MAV Flapping Wings Using Repelling Magnets Concept

One of the holy grails of designing micro air vehicles or MAVs is to build a prototype that mimics a flying bird or insect. Why? Simply because evolution is the best designer of all, those designs that work flourish, those that don’t, well those species perish. Yes, that is the harsh reality of nature, but we can learn from its incredible time-tested research and development as each iteration serves a specific niche allowing for growth of the species.

Okay so, an MAV is a very small robotic airplane or flying device, yes, also built to serve a specific niche. In most cases built by robotics teams trying to prove concept, or their ability to use biomimicry to copy some sort of insect or bird. The ultimate goal would be to use these devices to do surveillance as the proverbial ‘fly on the wall’ or camouflages as a biological equivalent such as a bird.

This turns out to be a little harder than it looks, but not impossible at all, in fact a few robotics teams have conquered the challenge and a few small defense contractors have pulled it off. Today you can buy small remote control bird-like models and fly them around to entertain yourself for kicks. Now then, often I myself consider things such as muscle memory materials and other strategies that might assist in the flapping of wings. Thus, came up with yet another concept, using repelling magnets on the wing tips of a small MAV.

How would this concept actually work? Well, using repelling magnets on the wing-tips of a flapping-wing micro-air vehicle would cause the wings to fly apart at a good rate of speed.
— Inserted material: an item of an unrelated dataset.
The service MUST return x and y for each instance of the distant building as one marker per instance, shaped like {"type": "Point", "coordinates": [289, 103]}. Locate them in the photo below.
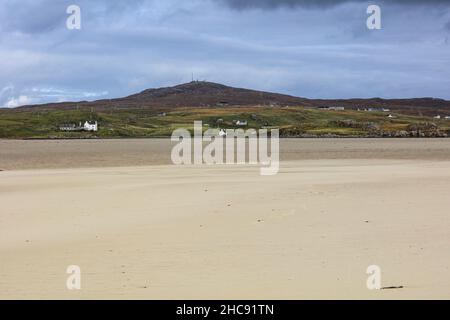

How this would work is somewhat a unique concept. You’d hold the wings together between your thumb and fingers then let go and the wings would repel down until they hit again at the bottom of the stroke, once again repelling until the wings hit on the up-stroke and so on, flapping along. The mathematics for the best Reynold’s Number and use the Navier-Stokes equation would be employed to ensure the best possible efficiency.

In looking at other flapping wing designs, they often use little motors and gears, perhaps such strategies too could be employed to see that the system continued to operate and never reaches equilibrium, as is the problem with magnetic ‘free energy’ concepts which look great on paper but never actually come to fruition.

Recommended reading:

(1) Research Paper: “Numerical Simulation of Flapping Wings using a Panel Method and a High-Order Navier-Stokes Solver” by P. O. Persson, D. J. Willis, and J. Peraire. (Int. J. Numer. Meth. Engng 2011; 01:1-20).

(2) Research Paper: “The Numerical Simulation of Flapping Wings at Low Reynolds Numbers,” by Per-Olof Persson, David J. Willis, and Jaime Peraire. (48th AIAA Aerospace Sciences Meeting, New Horizons Forum and Aerospace Exposition, January 4 – 7, 2010), AIAA 2010-724.